Par Fady Noun, in L'Orient - Le Jour, mardi 19 novembre 2019.
À la veille de la commémoration du centenaire du Grand Liban (1920), le 1er septembre prochain, et pour mieux faire connaître ce moment fondateur, les Presses de l’Université Saint-Joseph (PUSJ) publient La Mission jésuite de Ghazir (1843-1965), le retour de la Compagnie de Jésus au Liban, une monographie signée Khalil Karam, ambassadeur du Liban auprès de l’Unesco (2013-2017), et Charbel Matta, professeur à l’École des beaux-arts de Bordeaux. Faut-il y voir un hasard ? La publication de ce livre coïncide avec un soulèvement populaire et une révolution éthique dont l’un des aspects les plus frappants est l’émergence d’un Liban où la citoyenneté prime sur la confession. Une société qui correspond au vœu du patriarche Hoayek qui, interrogé un jour sur son appartenance communautaire, avait répondu : « Ma communauté, c’est le Liban. » Demandée à l’origine par le pape, la mission jésuite de Ghazir a duré de 1843 à 1965, date du transfert à l’Église maronite de ce qui en constituait le fleuron, son séminaire de formation au sacerdoce. Cette mission avait été précédée de plusieurs autres missions orientales : à Alep (1625), Damas (1643), Saïda (1644), Tripoli (1646) et Antoura (1656). Mais c’est incontestablement la mission de Ghazir qui, pour le Liban, jouera le rôle le plus important.

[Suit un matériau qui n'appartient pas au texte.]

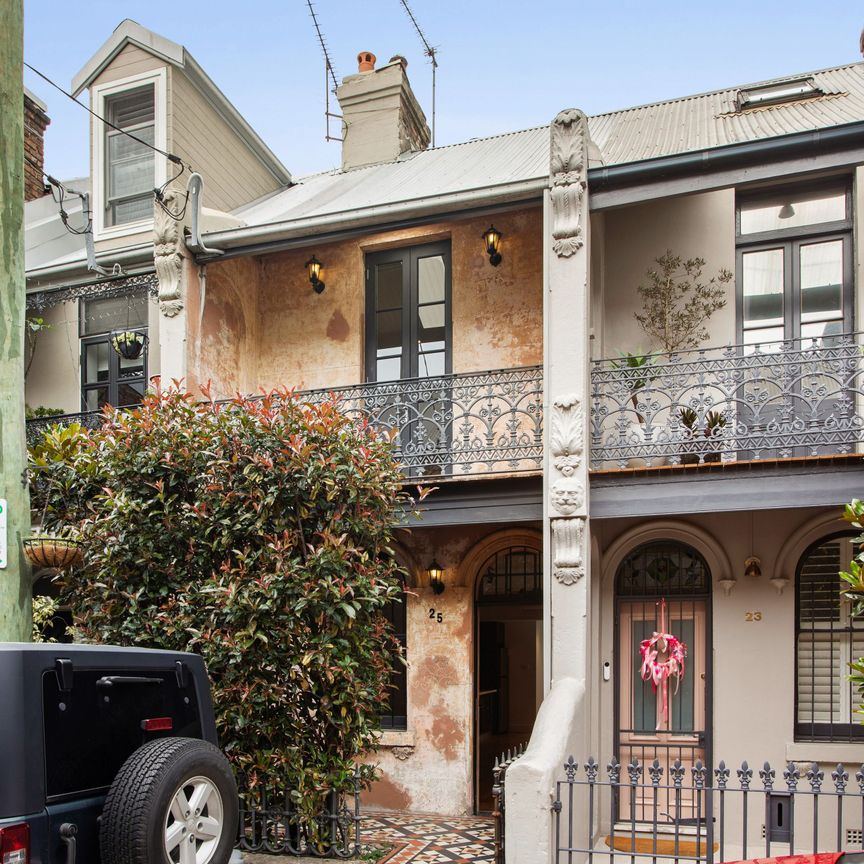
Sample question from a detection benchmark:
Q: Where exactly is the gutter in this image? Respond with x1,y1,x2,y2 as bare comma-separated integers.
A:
27,241,155,291
195,121,864,263
195,177,549,263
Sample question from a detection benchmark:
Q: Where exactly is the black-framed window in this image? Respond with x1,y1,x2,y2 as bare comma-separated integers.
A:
795,535,864,741
80,294,148,411
380,591,408,729
366,241,452,382
736,181,853,345
105,84,156,225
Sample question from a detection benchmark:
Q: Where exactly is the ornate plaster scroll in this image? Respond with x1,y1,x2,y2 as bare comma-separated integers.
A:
153,189,183,318
552,519,585,585
549,394,585,516
549,393,584,477
549,108,588,258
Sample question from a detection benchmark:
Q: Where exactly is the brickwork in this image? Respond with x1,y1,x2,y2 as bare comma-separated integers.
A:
24,94,51,201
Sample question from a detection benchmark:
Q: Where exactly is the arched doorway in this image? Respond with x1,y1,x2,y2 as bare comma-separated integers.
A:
615,540,711,824
474,545,543,813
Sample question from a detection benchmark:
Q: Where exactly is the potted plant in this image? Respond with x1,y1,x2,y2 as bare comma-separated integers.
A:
21,534,84,570
21,466,84,570
111,330,147,360
705,411,726,462
614,349,654,468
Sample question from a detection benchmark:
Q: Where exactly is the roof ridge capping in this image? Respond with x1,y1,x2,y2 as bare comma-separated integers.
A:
589,60,864,118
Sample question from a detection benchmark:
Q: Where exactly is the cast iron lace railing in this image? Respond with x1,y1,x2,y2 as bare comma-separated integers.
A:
591,333,864,470
301,366,543,479
27,366,543,479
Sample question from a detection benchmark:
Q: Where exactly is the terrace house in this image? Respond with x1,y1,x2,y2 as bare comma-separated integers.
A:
28,23,864,862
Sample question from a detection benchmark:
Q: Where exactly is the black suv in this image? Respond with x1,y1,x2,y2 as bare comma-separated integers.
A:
0,643,238,864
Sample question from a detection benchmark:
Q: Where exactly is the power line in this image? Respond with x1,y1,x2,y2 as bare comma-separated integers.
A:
24,61,192,176
399,0,438,147
24,153,93,237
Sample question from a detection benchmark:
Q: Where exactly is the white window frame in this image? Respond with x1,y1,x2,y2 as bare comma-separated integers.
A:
90,68,168,240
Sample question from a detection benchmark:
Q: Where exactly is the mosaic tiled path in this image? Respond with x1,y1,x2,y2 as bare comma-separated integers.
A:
362,813,495,864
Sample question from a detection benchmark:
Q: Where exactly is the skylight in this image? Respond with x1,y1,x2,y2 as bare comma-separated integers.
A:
738,78,823,111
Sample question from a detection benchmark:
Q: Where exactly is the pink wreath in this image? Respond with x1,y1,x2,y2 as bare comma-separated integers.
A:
639,600,687,729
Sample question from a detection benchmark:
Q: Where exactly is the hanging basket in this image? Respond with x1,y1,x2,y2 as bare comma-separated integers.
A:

Éducation et formation sacerdotale
Étalée sur 122 ans, cette mission revêtira une dimension aussi bien religieuse que nationale, les prêtres jésuites qui l’animaient se dévouant en même temps à l’éducation et à la formation des prêtres. La formation du clergé ayant pris fin avec la prise en charge par ellemême de l’Église maronite à partir de 1965, resta la mission d’éducation des jésuites, qui se traduisit par le développement de l’Université Saint-Joseph et du Collège Notre-Dame de Jamhour, splendides branches d’un arbre dont la graine fut plantée à Ghazir. Khalil Karam aime rappeler que l’une des plus illustres personnalités formées au séminaire de Ghazir fut le patriarche Élias Hoayek luimême, père fondateur du Grand Liban, qui y passa une année, avant de poursuivre ses études à Rome. Sans la formation reçue à Ghazir, le patriarche Hoayek n’aurait peut-être pas joué ce rôle historique qui fut le sien au moment de la signature du traité de Versailles, pense l’ancien vice-recteur de l’USJ. « Central à la monographie » est un journal, encore appelé « diaire », tenu quotidiennement par les responsables successifs de la mission. Ce document offre en particulier, sous forme de résumés, réflexions, notes et remarques, d’exceptionnels témoignages de la période historique s’étendant de 1843 aux années de la grande famine qui commence en 1915. Grâce à lui, les jésuites de Ghazir se présentent à nous comme d’authentiques et sincères témoins de leur temps.
Le Liban terre de mission
Bien entendu, la mission de Ghazir n’est qu’un fragment de l’épopée jésuite. Pourtant, le Mont-Liban au XIXe siècle, tout peuplé de chrétiens qu’il fût, restait aussi sous bien des aspects « terre de mission ». Au demeurant, le territoire de cette mission était bien plus vaste et s’étendait de l’Arménie à la Palestine ; Ghazir, alors chef-lieu du Kesrouan, n’en était qu’une infime partie, une petite ville de 6 000 âmes s’étageant sur le flanc d’une montagne dominant la magnifique baie de Jounieh. Pourtant, cette ville fut de première importance pour ce que deviendra le Liban, cœur battant de la présence chrétienne dans cette partie du monde et première démocratie du Moyen-Orient.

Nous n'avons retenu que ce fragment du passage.